Where does Arizona IOLTA interest go?

To Arizona Foundation for Legal Services & Education (azflse.org). The funds support civil legal aid programs for low-income residents throughout Arizona. Every IOLTA account has to be at an approved financial institution that forwards the interest to the Arizona IOLTA program.

Arizona IOLTA Compliance: A Complete Guide

Arizona IOLTA compliance is governed by two parallel authorities: Ethical Rule 1.15 of the Arizona Rules of Professional Conduct and Rule 43 of the Arizona Rules of the Supreme Court. Together, they set the framework for how Arizona attorneys must handle client funds, operate trust accounts, maintain records, and remit interest to the Arizona Foundation for Legal Services & Education. Personal injury firms running contingency practices face particular pressure under this framework because the volume and dollar amount of settlement disbursements creates multiple opportunities for compliance failures — and the State Bar of Arizona actively investigates every overdraft notification it receives.
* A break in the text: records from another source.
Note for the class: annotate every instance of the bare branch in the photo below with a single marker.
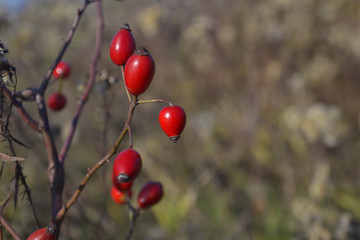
(89, 85)
(99, 164)
(10, 229)
(67, 42)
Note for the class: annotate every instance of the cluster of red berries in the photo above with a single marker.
(57, 100)
(139, 69)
Understanding how ER 1.15 and Rule 43 interact is the starting point for any Arizona law firm running an IOLTA account. ER 1.15 establishes the ethical duty to safeguard client property; Rule 43 translates that duty into operational requirements, specifying the IOLTA account mechanics, the approved institution requirements, and the interest remittance process. Both rules apply simultaneously, and compliance requires satisfying the obligations of each.

Arizona IOLTA Rules: ER 1.15 and Rule 43, Ariz. R. Sup. Ct.

ER 1.15 of the Arizona Rules of Professional Conduct mirrors the ABA Model Rule structure: attorneys must hold client funds separate from firm funds, maintain complete records of all trust account transactions, and disburse client property promptly when the client is entitled to receive it. The rule requires an individual client ledger for every active matter, a complete record of all receipts and disbursements with dates and payees, and documentation sufficient to reconstruct the trust account history for any given matter at any point in time.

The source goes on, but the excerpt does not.